Snowmass is personally my family's favorite. Great variety. Longshot, the big run you hike up a bit to on the leftmost side is a great long run that is def worth the hike other some pow. Longhorn(or powder horn or something) is a great black with a nice view from the cat(pretty narrow cliff so be carefull). If your into game food, krabloonik(or however you spell it) is a pretty neat lunch place, it was pricey around 40-55 a plate but if that's your style it's very cool. I got to do one of their dogsled guided tours that was also very cool. 

Aspen highlands is my personal fave of the 4 for bowls and chutes. 

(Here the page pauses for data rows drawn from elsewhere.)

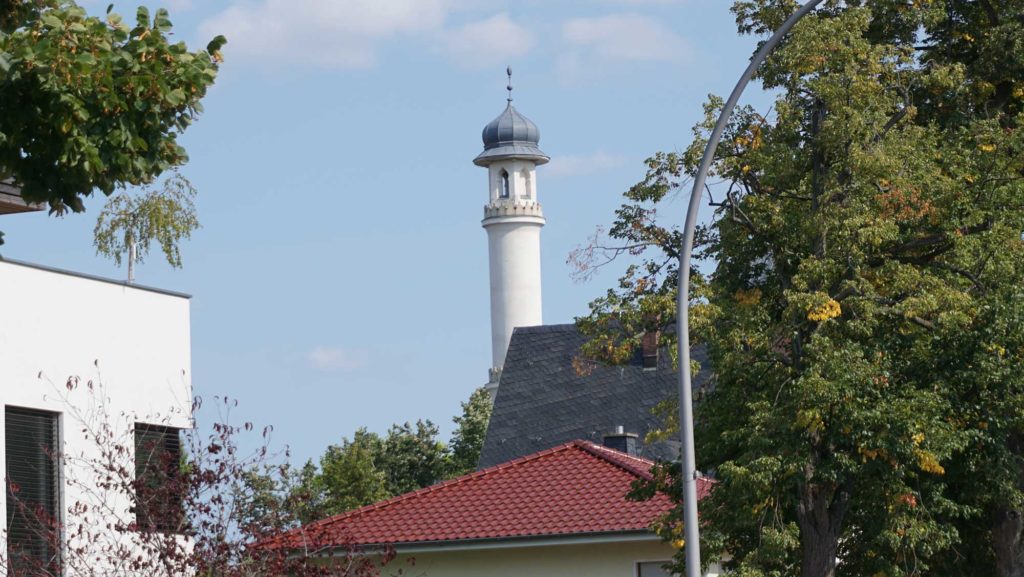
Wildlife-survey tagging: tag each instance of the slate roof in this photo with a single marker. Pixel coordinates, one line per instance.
(543, 402)
(511, 135)
(576, 488)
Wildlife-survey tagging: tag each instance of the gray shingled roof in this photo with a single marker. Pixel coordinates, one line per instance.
(542, 402)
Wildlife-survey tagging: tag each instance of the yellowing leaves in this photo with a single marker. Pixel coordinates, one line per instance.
(748, 297)
(811, 420)
(828, 310)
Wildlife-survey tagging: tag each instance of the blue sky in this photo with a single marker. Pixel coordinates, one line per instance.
(340, 278)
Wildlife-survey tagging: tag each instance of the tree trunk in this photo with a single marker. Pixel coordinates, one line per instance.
(820, 516)
(1007, 529)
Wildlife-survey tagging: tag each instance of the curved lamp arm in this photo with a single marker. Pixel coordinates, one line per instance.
(683, 321)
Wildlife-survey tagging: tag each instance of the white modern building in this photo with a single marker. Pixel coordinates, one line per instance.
(77, 349)
(513, 219)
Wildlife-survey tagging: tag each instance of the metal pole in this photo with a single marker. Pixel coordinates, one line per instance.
(131, 261)
(692, 535)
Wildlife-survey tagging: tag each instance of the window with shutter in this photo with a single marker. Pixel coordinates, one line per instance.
(158, 479)
(33, 492)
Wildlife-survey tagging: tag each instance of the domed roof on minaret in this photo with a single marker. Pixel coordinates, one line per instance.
(511, 135)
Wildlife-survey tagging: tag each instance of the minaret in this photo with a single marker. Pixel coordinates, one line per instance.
(513, 220)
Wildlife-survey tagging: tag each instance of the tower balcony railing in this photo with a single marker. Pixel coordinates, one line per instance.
(510, 207)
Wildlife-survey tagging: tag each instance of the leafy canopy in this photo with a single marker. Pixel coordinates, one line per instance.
(166, 215)
(863, 316)
(99, 102)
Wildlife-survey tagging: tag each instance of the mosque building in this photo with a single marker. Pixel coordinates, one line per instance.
(540, 398)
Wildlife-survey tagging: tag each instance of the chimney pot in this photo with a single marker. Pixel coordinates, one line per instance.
(649, 348)
(622, 441)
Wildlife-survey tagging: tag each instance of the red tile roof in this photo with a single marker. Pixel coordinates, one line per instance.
(574, 488)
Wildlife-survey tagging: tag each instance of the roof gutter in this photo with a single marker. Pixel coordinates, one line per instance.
(596, 538)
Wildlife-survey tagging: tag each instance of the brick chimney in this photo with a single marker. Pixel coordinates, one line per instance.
(648, 348)
(622, 441)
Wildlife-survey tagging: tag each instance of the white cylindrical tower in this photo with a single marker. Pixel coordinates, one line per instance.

Buttermilk I hit just for the park when the Olympics(?) were there I think 03 or 4ish. Not super impressive when compared to the prior. 

I'd say snowmass for 2 and Ajax for 1 or a half. Aspen is the nightlife so I'm sure you find your way there. The crystal palace was a great time if your looking for dinner and a show


----------



## Endorphins (Dec 21, 2012)

personally i prefer snowmass, huge variety of terrain to choose from and it has some chutes, a cirque, some harder terrain but nowhere near enough snow for it right now. Hopefully we'll get some snow before you get here. Depends what you're looking for, i feel like the mountains have their own little niche. personally, i cant stand buttermilk, i dont like how the lifts are laid out and the terrain, or lack thereof, makes it the bottom of the list of the 4 mts.


----------



## mojo maestro (Jan 6, 2009)

The view alone.....is worth going to Highlands for a day. Make it a wednesday and I think you park for free.


----------



## Endorphins (Dec 21, 2012)

I've heard nothing but great things about highlands, yet still I havent driven the extra 15mins to get there...:dunno: laziness/creature of habit


----------



## ballinSTI (Nov 14, 2008)

thanks for the responses keep them coming!


----------



## mojo maestro (Jan 6, 2009)

Best bet for any discounts, is probably Aspens website.


----------



## NSboarder (Jan 22, 2013)

Snowmass is the best of the 4 resorts. Park near Two Creeks/Elk Camp side of the mountain. Considering there are so many good runs at Snowmass, on the first day ride Elk Camp early and then move across the mountain in the AM and then back in the afternoon. It can literally take all day to enjoy the entire mountain. This way you know where you want to spend most of your next days on your favorite runs. 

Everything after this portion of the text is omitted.